There is no higher priority for FINRA than protecting senior investors from financial exploitation. Thus, every year we bring dozens of enforcement actions against brokers who harm senior investors, either through fraud schemes, conversion, churning of accounts, or otherwise. In this post, I want to highlight one pattern we have seen with increasing frequency in which certain brokers have exploited their senior customers.

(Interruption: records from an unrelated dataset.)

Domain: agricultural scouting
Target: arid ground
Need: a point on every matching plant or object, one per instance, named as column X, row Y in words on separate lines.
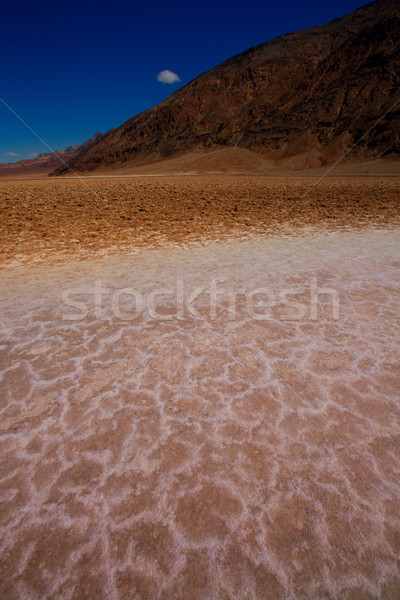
column 200, row 388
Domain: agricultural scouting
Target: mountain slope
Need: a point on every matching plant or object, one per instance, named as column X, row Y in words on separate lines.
column 311, row 94
column 45, row 163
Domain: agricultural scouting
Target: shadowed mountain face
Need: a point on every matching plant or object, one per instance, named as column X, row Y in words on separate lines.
column 310, row 94
column 44, row 163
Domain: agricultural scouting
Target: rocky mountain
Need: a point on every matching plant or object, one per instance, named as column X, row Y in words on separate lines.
column 308, row 95
column 45, row 163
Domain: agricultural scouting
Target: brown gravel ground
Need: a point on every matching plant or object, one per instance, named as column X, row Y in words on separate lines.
column 52, row 220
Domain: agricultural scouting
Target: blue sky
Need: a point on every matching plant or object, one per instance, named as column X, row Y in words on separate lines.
column 70, row 70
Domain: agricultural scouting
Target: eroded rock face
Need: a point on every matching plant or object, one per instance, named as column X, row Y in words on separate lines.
column 313, row 92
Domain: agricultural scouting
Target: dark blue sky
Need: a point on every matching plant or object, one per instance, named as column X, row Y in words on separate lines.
column 71, row 69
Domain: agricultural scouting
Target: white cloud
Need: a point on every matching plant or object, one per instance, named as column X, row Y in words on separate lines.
column 168, row 76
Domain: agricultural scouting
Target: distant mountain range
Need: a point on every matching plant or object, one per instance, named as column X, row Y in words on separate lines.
column 301, row 100
column 45, row 163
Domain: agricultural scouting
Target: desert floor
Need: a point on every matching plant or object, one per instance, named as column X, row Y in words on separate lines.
column 200, row 388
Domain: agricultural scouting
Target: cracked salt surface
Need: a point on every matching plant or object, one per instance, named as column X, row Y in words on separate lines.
column 198, row 451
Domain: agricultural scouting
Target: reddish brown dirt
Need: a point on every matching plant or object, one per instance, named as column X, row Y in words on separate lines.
column 53, row 219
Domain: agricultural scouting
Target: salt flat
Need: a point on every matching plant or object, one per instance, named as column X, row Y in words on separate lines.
column 204, row 422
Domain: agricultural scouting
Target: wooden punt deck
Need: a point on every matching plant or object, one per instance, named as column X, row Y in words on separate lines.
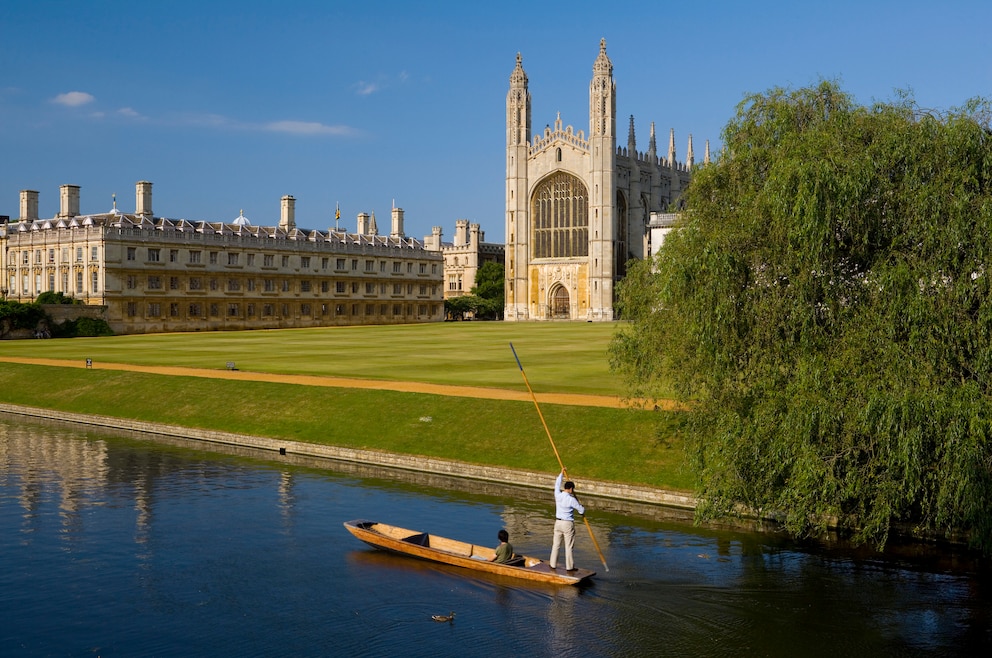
column 457, row 553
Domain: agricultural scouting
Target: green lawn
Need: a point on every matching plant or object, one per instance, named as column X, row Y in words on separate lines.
column 557, row 357
column 623, row 445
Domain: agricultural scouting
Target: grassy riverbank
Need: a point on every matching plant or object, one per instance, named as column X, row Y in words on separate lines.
column 596, row 443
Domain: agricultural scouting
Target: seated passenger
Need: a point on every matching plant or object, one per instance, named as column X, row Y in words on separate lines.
column 504, row 552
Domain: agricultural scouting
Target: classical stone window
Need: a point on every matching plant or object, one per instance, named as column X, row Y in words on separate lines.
column 560, row 211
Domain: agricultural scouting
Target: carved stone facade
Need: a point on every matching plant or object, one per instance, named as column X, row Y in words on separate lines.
column 577, row 208
column 155, row 274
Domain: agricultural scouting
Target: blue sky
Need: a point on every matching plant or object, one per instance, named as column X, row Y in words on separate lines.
column 227, row 106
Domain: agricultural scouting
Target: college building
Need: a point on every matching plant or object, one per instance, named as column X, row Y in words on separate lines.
column 153, row 274
column 579, row 207
column 464, row 256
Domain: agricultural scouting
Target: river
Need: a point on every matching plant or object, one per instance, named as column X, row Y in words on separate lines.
column 117, row 545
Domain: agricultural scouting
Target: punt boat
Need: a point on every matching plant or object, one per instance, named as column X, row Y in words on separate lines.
column 460, row 554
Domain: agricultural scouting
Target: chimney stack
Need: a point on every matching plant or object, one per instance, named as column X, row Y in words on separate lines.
column 287, row 218
column 397, row 231
column 461, row 232
column 29, row 206
column 68, row 201
column 143, row 198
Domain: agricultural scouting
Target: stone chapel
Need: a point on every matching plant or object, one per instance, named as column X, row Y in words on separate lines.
column 579, row 208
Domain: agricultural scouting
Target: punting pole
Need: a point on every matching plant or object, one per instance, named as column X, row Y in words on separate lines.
column 543, row 422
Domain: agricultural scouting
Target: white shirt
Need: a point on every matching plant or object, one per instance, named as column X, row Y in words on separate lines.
column 565, row 502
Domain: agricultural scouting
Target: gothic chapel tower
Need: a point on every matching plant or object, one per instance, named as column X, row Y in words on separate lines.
column 577, row 209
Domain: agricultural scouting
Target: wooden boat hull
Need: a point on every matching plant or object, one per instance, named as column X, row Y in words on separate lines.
column 460, row 554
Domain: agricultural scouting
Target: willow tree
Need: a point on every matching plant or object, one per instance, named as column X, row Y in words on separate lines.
column 825, row 310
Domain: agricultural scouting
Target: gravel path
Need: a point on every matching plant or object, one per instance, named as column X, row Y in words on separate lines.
column 344, row 382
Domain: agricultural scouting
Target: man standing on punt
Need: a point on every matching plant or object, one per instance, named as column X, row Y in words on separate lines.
column 565, row 505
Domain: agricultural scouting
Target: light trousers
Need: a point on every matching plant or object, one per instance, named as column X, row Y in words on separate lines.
column 564, row 530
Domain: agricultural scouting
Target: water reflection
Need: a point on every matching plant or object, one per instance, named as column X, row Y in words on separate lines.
column 238, row 553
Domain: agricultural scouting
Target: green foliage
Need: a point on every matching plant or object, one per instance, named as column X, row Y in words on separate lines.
column 49, row 297
column 490, row 282
column 15, row 315
column 83, row 327
column 458, row 307
column 825, row 307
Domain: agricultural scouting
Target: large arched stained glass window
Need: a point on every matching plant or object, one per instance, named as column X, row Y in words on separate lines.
column 560, row 215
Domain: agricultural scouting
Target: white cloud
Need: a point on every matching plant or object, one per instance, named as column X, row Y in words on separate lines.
column 366, row 88
column 73, row 98
column 307, row 128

Let me start with an example. FINRA received a referral involving a representative who served as the broker of record for a brokerage account held by a senior, retired widow. During the relevant events, the customer was 81 years old and in declining physical and mental health; she required near full-time care for a variety of physical ailments and had been diagnosed with Alzheimer’s disease and dementia. At that time, the broker drove the customer to a local estate planning attorney, and asked the attorney to amend the customer’s will to name the broker a beneficiary of the customer’s estate. However, when a consulting neuropsychologist evaluated the customer and found that she was not competent, the attorney refused to amend the will. The broker then took the customer to his personal attorney, who amended the customer’s will and named the broker a beneficiary, entitling him to receive more than $1.4 million. After an investigation, FINRA charged the broker with acting unethically by procuring his appointment as beneficiary when he knew that the customer lacked the mental capacity to make such an appointment. Ultimately, the broker was barred from associating with a FINRA member.
More and more, FINRA has been confronting similar fact patterns—i.e., brokers appointed beneficiaries, executors or trustees, or holding a similar position for customers. At best these arrangements present potential conflicts of interest, at worst they provide the opportunity for massive financial exploitation of (often) vulnerable senior customers. And these are not easy cases. Sadly, these matters often do not come to FINRA’s attention until after the customer has died or, if living, is unable to clearly recall relevant events. In those situations, it is difficult for staff to test a broker’s purported innocent explanation for such bequests.
Recently, FINRA proposed a new rule limiting the circumstances under which a broker may be named a customer’s beneficiary, executor, or trustee or hold a power of attorney for a customer (see Regulatory Notice 19-36). If approved, this rule will create a new national standard to better protect investors. In the meantime, I encourage member firms to closely scrutinize a broker’s request to be named a customer’s beneficiary, executor or trustee or to hold a power of attorney for a customer. And when circumstances suggest that customers have been taken advantage of or that such an appointment was procured through unethical means, FINRA will continue to act aggressively to sanction the wrongdoers and protect senior investors.